Even with a correct formula, you may encounter issues. The following are the most frequent problems and how to solve them.

Formula Output Shows UTC Time Instead of Converted Time

If the formula outputs the original UTC time, check that you are using dateAdd correctly. The first argument must be the Date property, not a text string. Also verify that the offset sign is correct. For time zones east of UTC (like Europe), you add hours. For west (like Americas), you subtract hours.

Daylight Saving Time Causes One-Hour Error Twice a Year

The formula above uses a month range for DST. This is not precise for all regions. For example, the United States changes clocks on the second Sunday in March and the first Sunday in November. To get exact DST boundaries, you would need a more complex formula that calculates the day of week. In practice, the month range works for most business scheduling needs. If you require exact DST transitions, consider using an external tool or a lookup table.

Viewing the Database in a Different Time Zone Changes the Date Property

Remember that the original Meeting Date property is still subject to Notion's automatic time zone conversion. If you open the database on a device set to Pacific Time, the raw date property will show a different time than what you entered. The formula property, because it outputs text, remains constant. Always use the formula output for scheduling decisions, not the raw date property.
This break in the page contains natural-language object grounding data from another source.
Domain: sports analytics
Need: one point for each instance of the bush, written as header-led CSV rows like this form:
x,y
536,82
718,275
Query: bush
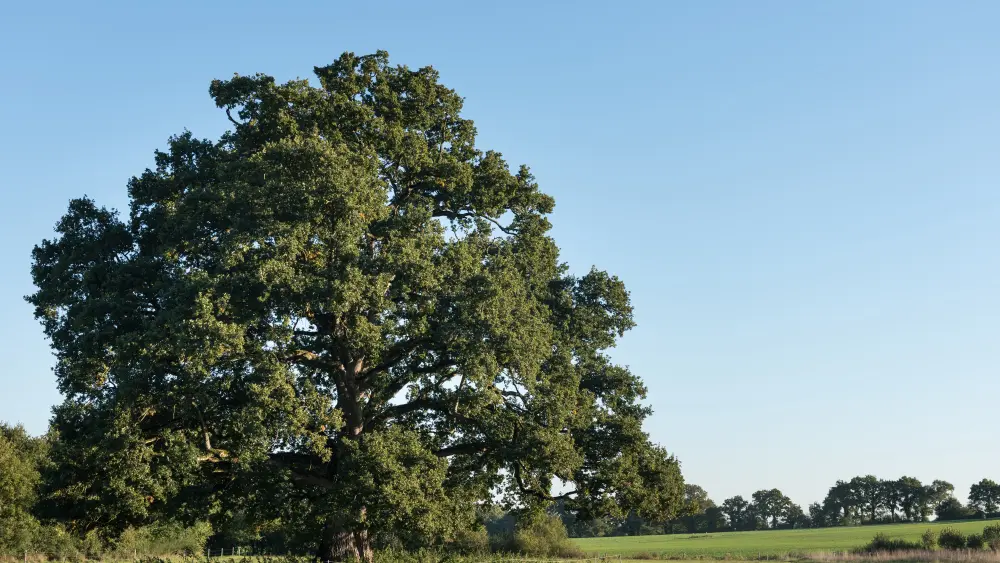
x,y
928,540
950,538
975,541
472,541
991,535
542,535
164,538
883,543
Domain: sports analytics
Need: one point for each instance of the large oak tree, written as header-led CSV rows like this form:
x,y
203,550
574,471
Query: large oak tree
x,y
343,313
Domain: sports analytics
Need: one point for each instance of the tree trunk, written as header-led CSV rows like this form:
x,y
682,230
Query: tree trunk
x,y
340,543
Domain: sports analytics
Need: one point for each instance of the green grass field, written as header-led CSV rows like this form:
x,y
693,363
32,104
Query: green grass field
x,y
751,545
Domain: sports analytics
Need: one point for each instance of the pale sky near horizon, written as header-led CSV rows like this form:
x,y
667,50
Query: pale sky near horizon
x,y
801,196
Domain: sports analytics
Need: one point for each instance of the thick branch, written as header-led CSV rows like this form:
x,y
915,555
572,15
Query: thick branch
x,y
291,461
394,355
462,449
458,215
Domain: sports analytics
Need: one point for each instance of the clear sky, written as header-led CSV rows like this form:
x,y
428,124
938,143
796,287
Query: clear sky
x,y
802,196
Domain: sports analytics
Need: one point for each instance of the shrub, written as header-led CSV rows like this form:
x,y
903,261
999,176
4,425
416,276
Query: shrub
x,y
975,541
991,535
928,540
883,543
544,535
471,541
165,538
950,538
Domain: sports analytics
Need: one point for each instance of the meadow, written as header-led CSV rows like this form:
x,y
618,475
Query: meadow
x,y
775,544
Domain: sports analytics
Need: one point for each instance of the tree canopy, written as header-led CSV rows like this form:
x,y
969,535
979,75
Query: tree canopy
x,y
344,314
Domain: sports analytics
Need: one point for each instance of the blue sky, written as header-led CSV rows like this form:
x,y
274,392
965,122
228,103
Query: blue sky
x,y
801,196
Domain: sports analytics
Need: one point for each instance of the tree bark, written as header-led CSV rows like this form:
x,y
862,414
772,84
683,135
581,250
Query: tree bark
x,y
341,543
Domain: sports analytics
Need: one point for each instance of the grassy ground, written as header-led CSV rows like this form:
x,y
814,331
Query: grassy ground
x,y
753,545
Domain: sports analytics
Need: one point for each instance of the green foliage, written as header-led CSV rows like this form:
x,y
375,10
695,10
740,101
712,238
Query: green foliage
x,y
883,543
543,536
975,541
474,541
991,535
951,509
984,498
21,457
951,538
161,539
774,544
349,313
928,540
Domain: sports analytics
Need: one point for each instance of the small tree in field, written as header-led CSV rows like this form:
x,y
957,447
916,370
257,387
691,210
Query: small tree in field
x,y
347,315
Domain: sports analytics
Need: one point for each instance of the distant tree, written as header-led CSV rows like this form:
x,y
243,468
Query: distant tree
x,y
891,491
696,499
952,509
771,505
910,493
695,516
984,498
818,517
935,494
737,511
20,459
715,519
841,504
869,492
794,517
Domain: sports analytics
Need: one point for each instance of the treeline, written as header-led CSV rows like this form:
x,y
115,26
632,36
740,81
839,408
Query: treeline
x,y
859,501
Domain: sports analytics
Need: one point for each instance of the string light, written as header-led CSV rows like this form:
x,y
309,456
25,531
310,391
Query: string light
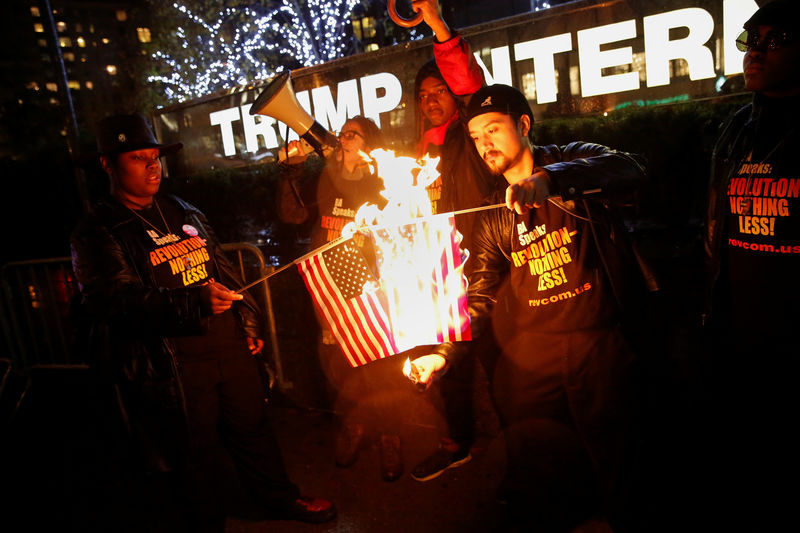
x,y
247,43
Formula Options Compared: Text Output vs Date Output

Item Text Formula (Recommended) Date Formula (Not Recommended)
Output type Plain text string Date object
Time zone stability Fixed — does not change per viewer Changes based on viewer's local time zone
Sorting Alphabetical, not chronological Chronological
Filtering Text-based only Date range filters work
Use case Displaying meeting times in a fixed time zone If you need sorting and filtering by the original UTC time

For most scheduling needs, the text formula is the better choice. It ensures every participant sees the same time regardless of their location. If you need sorting by meeting time, keep the original Date property for sorting and add a separate text formula for display.

You can now build a Notion formula that converts UTC dates to any target time zone and displays the time as a fixed string. Start by creating a simple formula with a static offset, then add DST handling and a time zone selector if needed. For advanced scheduling with multiple time zones, consider using a Select property to let each row specify its own offset. The key is to output text so Notion never re-converts the value.